Bingung Pilih Lipstik? ini Tipsnya!

WinNetNews.com - Masih dalam bulan “Lipstick Madness“, pasti banyak di antara Kamu pecinta lipstik yang dipuaskan dengan segudang pilihan yang ada. Apalagi ditambah akses belanja lipstik yang semakin mudah dengan hadirnya beauty e-commerce seperti Sociolla, juga beauty marketplace seperti Beautylink.

Brand-brand luar negeri yang tadinya sulit didapatkan, sekarang bisa dibeli dengan gampang. Tinggal pilih, order, selesaikan transaksi, lalu tunggu deh kedatangan paketnya. Brand lokal pun kini mampu bersaing dengan brand asing. Lihat contohnya di koleksi lipstik BLP Beauty, Rollover Reaction, Mizzu, Wardah, Make Over, dan Emina. Warna, formula, dan tekstur yang ditawarkan beberapa brand lokal ini berani diadu. Harganya terjangkau, kualitasnya memuaskan.

Tapi mungkin ada di antara Anda yang masih ragu atau bingung sebelum memilih lipstik. Wajar kok. Di satu sisi, banyaknya pilihan memang menyenangkan, tapi di sisi lain bisa juga membuat kita bingung ingin mulai coba yang mana, dan pilih lipstik yang seperti apa.

But don’t you worry because we’re here to help. Sebagai wanita yang cukup rutin belanja lipstik setiap bulan, dan dikelilingi oleh teman-teman seperjuangan, ini “panduan” kami sebelum berbelanja lipstik yang juga bisa kamu coba.

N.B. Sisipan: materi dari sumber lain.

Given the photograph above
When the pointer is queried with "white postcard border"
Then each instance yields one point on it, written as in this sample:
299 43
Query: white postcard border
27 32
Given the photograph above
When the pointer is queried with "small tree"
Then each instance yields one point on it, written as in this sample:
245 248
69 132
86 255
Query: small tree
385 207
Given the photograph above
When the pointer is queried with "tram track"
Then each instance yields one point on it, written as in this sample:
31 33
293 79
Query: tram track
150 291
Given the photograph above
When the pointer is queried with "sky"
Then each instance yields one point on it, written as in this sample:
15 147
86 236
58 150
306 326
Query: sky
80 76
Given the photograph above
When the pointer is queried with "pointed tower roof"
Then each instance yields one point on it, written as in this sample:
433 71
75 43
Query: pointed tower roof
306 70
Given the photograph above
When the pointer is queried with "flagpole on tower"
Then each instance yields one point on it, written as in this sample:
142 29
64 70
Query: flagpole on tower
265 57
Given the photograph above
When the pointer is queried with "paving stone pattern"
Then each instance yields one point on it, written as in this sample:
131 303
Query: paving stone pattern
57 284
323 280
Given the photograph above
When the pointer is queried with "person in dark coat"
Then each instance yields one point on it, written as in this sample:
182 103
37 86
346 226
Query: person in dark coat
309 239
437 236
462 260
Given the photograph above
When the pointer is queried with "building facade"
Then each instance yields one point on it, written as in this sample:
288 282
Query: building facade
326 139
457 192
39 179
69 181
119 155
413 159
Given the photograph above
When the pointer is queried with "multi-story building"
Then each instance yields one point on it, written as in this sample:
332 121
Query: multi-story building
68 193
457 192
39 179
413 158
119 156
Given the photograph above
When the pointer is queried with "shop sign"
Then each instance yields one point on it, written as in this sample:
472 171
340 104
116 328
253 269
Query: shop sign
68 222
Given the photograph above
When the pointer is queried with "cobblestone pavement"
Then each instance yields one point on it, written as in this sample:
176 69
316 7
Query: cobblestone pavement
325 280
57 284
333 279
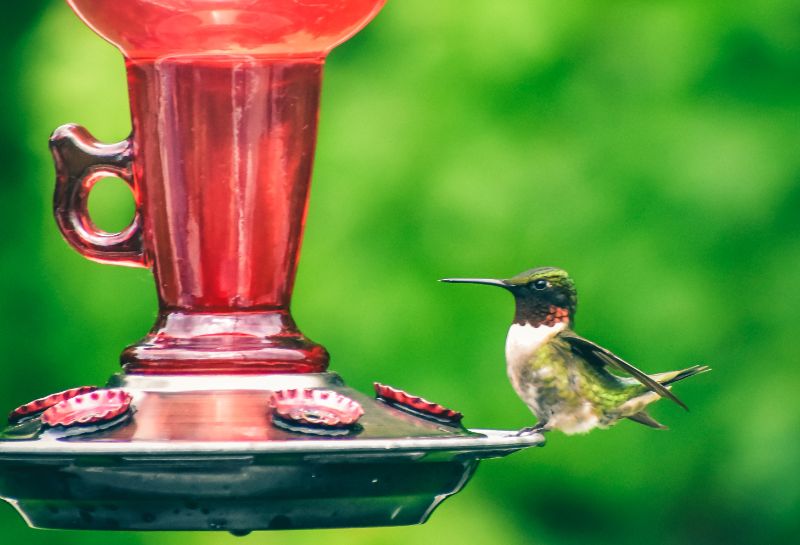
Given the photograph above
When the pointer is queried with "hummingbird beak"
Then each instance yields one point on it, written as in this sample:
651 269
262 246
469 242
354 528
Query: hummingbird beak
487 281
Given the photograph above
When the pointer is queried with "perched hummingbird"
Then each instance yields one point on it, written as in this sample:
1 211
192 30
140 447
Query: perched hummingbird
566 380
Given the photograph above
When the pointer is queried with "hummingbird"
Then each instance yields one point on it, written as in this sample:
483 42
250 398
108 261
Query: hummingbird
567 381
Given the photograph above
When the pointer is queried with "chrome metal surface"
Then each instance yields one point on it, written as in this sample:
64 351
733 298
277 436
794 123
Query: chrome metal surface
200 453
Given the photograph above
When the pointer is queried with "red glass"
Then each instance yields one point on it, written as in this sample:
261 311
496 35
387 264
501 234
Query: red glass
224 104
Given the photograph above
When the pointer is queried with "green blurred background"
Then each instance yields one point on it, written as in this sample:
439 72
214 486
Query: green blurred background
650 148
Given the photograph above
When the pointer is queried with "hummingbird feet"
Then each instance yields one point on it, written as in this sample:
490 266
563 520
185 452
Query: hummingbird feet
538 428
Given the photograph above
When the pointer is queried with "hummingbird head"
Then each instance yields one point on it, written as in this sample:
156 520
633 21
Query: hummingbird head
545 295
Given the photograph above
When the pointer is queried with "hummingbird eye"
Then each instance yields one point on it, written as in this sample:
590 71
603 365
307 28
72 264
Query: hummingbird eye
541 284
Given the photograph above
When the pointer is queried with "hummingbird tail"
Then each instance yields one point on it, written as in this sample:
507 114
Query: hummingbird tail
674 376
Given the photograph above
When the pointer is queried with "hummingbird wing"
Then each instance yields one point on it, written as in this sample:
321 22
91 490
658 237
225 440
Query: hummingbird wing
599 356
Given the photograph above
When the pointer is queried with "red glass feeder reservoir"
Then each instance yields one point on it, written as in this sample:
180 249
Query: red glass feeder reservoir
224 416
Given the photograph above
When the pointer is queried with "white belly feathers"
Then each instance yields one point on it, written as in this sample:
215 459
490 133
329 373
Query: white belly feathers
524 340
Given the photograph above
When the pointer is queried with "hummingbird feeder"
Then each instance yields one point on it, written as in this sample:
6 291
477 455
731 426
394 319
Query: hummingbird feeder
224 416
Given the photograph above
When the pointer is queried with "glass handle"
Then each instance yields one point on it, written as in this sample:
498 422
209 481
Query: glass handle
81 161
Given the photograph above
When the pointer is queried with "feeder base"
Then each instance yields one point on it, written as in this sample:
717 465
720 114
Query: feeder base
172 466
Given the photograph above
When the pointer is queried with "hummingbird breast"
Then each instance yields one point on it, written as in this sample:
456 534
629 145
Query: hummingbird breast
545 378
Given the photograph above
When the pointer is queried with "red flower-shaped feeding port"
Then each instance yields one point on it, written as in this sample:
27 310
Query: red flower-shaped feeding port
315 409
417 405
39 405
90 408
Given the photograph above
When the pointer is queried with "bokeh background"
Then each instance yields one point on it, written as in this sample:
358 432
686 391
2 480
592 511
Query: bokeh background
650 148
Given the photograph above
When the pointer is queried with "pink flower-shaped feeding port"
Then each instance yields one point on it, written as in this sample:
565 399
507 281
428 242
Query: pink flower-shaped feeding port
37 406
417 405
310 411
89 408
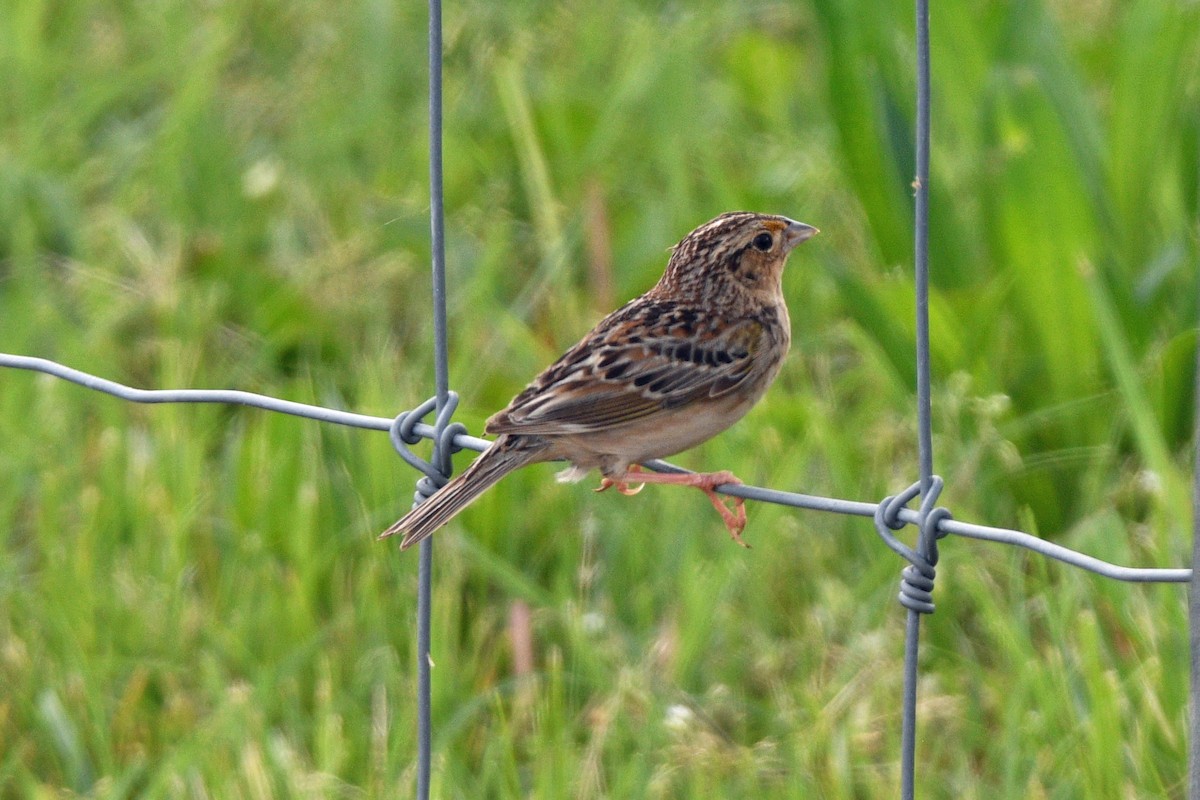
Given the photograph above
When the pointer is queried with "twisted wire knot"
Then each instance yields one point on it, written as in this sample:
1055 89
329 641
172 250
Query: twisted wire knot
402 434
917 578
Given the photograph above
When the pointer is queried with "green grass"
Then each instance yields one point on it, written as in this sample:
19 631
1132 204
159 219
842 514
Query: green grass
235 196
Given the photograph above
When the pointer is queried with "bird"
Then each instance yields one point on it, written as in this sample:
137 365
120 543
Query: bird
663 373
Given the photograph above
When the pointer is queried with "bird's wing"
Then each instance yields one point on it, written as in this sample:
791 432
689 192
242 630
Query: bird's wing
643 358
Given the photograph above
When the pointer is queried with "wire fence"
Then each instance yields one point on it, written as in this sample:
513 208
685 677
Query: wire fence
889 515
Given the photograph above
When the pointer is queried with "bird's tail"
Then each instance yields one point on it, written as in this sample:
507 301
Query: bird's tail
505 455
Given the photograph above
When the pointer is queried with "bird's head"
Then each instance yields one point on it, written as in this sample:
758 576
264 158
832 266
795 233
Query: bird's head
737 252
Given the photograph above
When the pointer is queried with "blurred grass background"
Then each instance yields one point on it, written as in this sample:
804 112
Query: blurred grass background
234 194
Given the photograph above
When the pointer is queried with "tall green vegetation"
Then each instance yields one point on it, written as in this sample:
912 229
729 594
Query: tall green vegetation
234 196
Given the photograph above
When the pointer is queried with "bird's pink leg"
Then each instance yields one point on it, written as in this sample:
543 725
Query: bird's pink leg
622 483
733 515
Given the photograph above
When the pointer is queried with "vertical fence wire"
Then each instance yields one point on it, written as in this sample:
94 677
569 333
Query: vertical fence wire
924 422
1194 600
442 383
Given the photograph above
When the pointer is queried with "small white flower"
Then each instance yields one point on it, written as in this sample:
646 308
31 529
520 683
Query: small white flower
678 717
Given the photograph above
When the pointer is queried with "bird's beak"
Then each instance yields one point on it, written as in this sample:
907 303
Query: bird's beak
796 233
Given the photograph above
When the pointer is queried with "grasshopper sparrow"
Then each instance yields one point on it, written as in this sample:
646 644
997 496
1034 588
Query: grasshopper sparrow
660 374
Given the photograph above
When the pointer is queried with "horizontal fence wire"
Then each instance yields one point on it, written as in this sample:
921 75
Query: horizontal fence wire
465 441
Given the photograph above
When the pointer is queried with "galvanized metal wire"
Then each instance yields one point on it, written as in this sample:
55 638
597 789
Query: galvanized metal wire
889 515
897 512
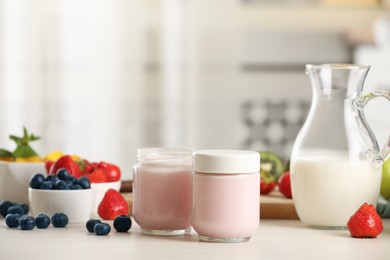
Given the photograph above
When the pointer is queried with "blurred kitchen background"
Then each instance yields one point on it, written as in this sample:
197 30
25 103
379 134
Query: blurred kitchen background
101 78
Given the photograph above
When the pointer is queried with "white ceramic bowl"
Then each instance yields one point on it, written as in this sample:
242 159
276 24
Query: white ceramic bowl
76 204
15 179
100 189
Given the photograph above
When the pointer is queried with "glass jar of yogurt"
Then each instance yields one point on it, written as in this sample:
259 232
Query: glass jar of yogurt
226 197
162 191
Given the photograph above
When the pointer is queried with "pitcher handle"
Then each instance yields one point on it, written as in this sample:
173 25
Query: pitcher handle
362 101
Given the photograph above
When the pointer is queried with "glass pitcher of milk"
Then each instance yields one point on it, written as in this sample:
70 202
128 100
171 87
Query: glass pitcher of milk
336 161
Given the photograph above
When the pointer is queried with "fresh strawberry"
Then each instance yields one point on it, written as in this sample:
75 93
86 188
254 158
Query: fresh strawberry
267 182
112 205
66 162
48 165
96 176
112 172
284 184
87 167
365 222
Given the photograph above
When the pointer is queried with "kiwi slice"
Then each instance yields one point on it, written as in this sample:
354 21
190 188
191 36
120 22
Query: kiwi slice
271 163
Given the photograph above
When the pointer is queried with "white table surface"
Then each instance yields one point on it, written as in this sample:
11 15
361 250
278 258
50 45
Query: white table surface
274 239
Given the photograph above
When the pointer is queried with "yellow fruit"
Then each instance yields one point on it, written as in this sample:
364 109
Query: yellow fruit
29 159
385 185
6 159
53 156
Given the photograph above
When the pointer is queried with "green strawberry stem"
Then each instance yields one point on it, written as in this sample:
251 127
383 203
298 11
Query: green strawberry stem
23 149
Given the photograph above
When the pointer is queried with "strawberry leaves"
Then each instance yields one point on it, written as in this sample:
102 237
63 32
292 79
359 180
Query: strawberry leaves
23 148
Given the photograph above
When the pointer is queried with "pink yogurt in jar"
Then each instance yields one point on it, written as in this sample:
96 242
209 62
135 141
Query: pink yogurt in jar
162 191
226 202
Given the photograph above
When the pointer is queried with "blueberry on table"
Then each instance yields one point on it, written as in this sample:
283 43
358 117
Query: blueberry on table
5 204
84 182
63 174
53 178
47 185
102 229
75 187
26 222
61 185
42 221
90 225
59 220
25 207
12 220
15 209
122 223
36 181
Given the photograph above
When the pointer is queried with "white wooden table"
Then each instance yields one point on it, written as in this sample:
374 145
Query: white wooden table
274 239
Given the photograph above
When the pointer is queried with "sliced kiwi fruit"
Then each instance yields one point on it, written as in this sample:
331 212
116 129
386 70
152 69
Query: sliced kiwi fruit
271 163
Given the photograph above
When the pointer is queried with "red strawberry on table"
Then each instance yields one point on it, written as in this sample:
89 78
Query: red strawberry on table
112 205
365 223
66 162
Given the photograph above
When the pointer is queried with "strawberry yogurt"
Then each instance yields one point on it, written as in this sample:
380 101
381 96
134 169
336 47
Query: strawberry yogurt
226 195
162 192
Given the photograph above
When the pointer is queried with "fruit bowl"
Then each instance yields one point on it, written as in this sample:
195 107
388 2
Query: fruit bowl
15 178
76 204
100 189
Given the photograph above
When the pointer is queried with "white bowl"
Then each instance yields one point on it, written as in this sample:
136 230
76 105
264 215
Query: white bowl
100 189
76 204
15 179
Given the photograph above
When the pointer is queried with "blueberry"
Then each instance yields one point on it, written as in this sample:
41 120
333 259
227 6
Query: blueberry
42 221
15 209
27 222
53 178
75 187
12 220
122 223
91 224
61 185
63 174
102 229
59 220
84 182
47 185
73 179
25 208
5 204
36 181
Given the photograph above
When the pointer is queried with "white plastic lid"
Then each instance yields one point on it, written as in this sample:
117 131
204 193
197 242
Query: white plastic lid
226 161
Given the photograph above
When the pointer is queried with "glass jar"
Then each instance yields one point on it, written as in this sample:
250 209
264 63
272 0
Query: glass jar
226 203
162 191
336 161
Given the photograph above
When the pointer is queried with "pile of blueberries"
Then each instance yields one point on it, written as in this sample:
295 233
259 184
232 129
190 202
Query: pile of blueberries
121 223
62 180
16 216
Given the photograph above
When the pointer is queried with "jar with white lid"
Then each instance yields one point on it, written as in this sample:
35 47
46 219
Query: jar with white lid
226 200
162 191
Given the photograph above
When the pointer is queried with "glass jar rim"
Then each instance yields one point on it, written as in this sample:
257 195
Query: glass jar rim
337 66
164 155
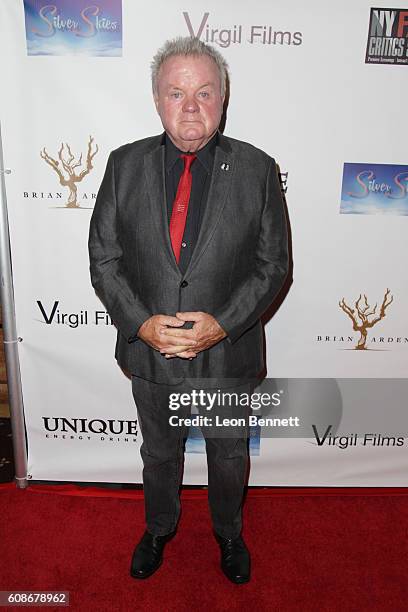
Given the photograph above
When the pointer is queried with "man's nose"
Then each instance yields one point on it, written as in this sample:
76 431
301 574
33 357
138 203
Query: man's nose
190 105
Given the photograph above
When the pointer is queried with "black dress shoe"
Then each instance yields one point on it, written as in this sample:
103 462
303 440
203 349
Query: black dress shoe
235 559
148 555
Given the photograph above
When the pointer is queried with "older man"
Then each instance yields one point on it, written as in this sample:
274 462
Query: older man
188 248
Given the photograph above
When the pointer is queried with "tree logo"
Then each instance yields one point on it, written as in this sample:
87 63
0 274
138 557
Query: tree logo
364 317
66 166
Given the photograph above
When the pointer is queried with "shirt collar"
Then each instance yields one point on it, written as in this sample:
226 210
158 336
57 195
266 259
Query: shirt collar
205 155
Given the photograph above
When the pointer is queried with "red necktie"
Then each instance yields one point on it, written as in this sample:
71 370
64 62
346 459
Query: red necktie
180 206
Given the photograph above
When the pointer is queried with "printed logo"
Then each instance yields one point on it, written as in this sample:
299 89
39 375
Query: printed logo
74 27
370 189
237 34
69 170
387 36
103 430
364 317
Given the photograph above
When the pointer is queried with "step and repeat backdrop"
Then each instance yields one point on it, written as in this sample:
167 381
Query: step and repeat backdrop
322 87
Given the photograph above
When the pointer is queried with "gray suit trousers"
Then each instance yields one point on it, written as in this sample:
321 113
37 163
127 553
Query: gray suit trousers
162 453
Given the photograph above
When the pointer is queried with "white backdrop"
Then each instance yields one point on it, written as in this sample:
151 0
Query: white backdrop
313 106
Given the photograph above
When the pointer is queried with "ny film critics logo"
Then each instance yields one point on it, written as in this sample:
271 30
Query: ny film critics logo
74 27
238 34
374 189
364 315
70 170
387 36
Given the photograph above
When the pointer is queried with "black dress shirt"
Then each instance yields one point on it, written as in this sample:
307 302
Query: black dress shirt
201 170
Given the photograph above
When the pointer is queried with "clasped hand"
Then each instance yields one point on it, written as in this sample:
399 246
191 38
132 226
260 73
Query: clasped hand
162 333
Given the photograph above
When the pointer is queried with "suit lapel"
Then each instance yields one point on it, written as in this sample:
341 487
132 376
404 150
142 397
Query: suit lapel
221 181
155 181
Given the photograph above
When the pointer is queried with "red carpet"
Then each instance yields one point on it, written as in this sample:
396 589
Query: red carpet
337 550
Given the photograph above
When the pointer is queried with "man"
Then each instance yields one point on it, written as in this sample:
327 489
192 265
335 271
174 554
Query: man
188 248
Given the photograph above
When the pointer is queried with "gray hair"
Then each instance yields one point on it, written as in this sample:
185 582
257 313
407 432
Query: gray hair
188 46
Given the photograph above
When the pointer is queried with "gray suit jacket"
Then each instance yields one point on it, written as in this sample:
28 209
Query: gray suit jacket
237 268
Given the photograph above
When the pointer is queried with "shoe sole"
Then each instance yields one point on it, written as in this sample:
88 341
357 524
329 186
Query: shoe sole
139 577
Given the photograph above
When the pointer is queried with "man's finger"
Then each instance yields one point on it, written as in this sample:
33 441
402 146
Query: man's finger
172 350
169 320
177 333
181 340
189 316
184 355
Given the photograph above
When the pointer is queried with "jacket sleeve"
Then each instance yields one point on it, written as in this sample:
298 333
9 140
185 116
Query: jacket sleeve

1. Follow beberapa beauty - related account di medsos

Informasi seputar lipstik paling cepat didapat dari internet. Coba follow beberapa akun beauty e-commerce, beauty media, beauty influencer, beauty blogger, beauty vlogger, dan beauty brand. Kamu bisa pilih Instagram, YouTube, Twitter, Facebook Fan Page, Snapchat, blog, you name it.

Pilih platform yang Kamu suka, dan cari setidaknya sekitar 5 – 10 akun untuk diikuti. Di sini kita bisa cari informasi sebanyak-banyaknya, mulai dari kemasan, tekstur, formula, dan hasil akhir lipstiknya. Tapi coba cek juga seberapa sering akun tersebut update kontennya ya. Kalau sudah lama vakum atau tidak ada konten baru, lebih baik cari akun lain yang lebih up-to-date.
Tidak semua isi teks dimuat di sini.